DNA was extracted using a LabTurbo 496-Standard System (TAIGEN Bioscience Corporation, Taiwan, China). In addition, the purity and concentration of DNA were measured using ultraviolet spectrophotometry. Genomic DNA samples were genotyped on the Illumina Asian Screen Array. After prephasing using shapeit2, genotypes were imputed via IMPUTE2 from the 1000 Genomes Project phase 3, version 5 reference panel. Genotyped data underwent quality control using PLINK (v1.90b4.9 64-bit). Briefly, we excluded SNPs with missing rate ≥ 5% followed by the exclusion of SNPs with MAF ≤ 1%. We then removed SNPs with P-value < 1 \(\times {10}^{-6}\) for Hardy–Weinberg Equilibrium.

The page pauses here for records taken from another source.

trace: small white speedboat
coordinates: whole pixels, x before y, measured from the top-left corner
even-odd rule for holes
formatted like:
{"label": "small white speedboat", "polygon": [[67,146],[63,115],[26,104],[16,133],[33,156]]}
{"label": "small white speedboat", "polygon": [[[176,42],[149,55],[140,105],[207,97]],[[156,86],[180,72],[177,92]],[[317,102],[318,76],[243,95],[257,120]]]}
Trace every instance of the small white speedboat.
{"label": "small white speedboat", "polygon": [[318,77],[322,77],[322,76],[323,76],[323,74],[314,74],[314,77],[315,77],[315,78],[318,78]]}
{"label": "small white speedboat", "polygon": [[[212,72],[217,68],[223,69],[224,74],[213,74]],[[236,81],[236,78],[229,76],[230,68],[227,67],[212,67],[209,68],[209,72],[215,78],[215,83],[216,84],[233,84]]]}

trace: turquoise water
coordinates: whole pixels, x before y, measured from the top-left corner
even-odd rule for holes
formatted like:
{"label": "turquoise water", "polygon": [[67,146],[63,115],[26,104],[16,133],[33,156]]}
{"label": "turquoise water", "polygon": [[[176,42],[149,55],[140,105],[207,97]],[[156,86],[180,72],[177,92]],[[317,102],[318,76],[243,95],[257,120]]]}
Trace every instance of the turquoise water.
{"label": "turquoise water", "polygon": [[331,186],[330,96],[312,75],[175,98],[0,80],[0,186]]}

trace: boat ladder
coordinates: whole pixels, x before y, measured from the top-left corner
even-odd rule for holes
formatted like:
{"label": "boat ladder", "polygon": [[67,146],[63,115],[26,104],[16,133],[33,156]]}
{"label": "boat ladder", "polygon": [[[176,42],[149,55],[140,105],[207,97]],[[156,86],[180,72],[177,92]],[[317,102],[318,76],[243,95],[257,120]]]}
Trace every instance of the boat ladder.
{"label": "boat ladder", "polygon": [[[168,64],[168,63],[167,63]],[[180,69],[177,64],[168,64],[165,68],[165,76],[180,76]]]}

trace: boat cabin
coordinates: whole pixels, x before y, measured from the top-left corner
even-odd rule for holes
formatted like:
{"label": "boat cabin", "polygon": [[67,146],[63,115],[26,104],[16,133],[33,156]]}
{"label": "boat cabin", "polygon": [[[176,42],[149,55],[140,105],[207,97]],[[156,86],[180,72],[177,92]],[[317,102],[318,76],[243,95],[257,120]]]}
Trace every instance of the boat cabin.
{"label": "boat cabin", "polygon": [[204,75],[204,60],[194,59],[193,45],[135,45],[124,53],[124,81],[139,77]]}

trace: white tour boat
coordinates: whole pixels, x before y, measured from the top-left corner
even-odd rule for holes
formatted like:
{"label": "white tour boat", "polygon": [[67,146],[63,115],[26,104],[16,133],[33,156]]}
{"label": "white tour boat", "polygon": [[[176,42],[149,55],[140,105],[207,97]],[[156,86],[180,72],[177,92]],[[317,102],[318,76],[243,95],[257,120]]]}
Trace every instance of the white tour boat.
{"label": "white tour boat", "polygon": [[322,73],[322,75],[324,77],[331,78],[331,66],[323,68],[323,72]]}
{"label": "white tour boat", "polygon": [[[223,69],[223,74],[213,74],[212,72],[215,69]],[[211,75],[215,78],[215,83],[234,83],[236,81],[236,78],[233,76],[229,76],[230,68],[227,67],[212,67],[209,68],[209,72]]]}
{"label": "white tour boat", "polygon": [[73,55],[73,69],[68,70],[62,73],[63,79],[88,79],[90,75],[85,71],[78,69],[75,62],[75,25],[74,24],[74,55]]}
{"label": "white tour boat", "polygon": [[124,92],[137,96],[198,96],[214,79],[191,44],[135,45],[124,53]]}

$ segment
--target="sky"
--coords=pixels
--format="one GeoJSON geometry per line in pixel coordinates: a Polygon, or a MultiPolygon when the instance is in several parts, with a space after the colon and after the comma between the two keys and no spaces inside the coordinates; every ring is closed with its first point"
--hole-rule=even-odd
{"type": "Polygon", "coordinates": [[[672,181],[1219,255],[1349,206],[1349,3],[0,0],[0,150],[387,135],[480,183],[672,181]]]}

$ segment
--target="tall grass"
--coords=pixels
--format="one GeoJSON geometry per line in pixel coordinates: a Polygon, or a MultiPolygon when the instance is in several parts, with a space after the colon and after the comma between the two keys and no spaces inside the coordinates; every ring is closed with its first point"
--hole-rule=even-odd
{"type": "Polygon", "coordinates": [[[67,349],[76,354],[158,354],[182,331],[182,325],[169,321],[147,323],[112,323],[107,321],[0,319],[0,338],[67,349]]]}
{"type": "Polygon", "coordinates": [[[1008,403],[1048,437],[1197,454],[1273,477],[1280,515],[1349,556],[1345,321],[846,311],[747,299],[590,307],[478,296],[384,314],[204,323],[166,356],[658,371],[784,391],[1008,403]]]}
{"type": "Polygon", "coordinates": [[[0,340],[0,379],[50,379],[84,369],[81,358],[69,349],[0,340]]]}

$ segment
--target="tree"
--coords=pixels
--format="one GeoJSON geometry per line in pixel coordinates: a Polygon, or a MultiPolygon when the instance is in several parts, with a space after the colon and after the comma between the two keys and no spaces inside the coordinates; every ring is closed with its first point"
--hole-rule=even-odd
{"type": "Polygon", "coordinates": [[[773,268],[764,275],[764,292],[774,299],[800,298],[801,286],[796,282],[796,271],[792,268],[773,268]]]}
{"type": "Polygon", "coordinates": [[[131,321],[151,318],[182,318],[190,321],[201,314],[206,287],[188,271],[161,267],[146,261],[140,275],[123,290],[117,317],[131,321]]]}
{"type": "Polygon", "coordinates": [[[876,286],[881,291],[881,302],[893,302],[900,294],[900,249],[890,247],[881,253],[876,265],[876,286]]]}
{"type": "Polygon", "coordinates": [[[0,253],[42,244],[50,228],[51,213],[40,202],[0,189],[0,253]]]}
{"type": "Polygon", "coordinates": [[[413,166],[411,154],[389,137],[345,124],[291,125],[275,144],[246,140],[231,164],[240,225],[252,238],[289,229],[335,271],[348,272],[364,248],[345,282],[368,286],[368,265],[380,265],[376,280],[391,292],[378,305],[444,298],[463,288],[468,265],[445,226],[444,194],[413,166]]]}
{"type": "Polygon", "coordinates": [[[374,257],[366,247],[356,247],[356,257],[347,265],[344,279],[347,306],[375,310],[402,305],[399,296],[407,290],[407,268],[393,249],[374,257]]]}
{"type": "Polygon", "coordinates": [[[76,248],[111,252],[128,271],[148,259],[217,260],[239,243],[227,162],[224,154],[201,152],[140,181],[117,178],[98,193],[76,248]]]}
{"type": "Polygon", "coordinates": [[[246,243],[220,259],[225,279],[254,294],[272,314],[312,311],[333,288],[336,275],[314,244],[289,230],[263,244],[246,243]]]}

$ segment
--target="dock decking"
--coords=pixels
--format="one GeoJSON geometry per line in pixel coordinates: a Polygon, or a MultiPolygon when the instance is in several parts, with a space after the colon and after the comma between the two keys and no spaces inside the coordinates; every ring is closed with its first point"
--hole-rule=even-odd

Samples with missing call rate ≥ 5% were excluded from the analysis.

Statistical analysis

Identify SNP sets

Given genotype data from a GWAS represented as a matrix [SNPs \(\times\) subjects], a SNP set is a submatrix comprised of a subgroup of subjects described by a particular subgroup of SNPs sharing distinct allele values [22]. To obtain comprehensive SNP sets with potential causal effects, we preselected SNPs for a loose association (P values < \(5 \times {10}^{-5}\)) with a global phenotype of CHD or T2D using the logistic regression model (Additional file 1: Fig. S2). We postulated that the multiple combination of CHD and T2D represented the integration of the two diseases, but not a new phenotype. Therefore, we pooled 110 variants associated with CHD and 83 variants associated with T2D with no overlap together as the initial genotypic database (with heritability of 43.2% and 38.2% respectively).

The nonsmooth nonnegative matrix factorization (nsNMF) method was conducted to enable an inference for SNP sets embedded in the SNP-Subject matrix (193 by 441) [23]. NMF decomposes the original matrix as a product of two matrices that are constrained by having nonnegative elements. Mathematically, this corresponds to finding an approximate factoring for \({{\varvec{X}}}_{m\times n}\sim {{\varvec{W}}}_{m\times k}\times {{\varvec{H}}}_{k\times n}\), where W is an m \(\times\) k matrix that defines the decomposition model whose columns specify how much each of the subjects contributes to each of the k factors, and H is a k \(\times\) n matrix whose entries represent the SNP allele values of the k factors for each of the n subject samples. By producing truly sparse components of the data structure, nsNMF achieves a satisfactory interpretability for the submatrices within different factors.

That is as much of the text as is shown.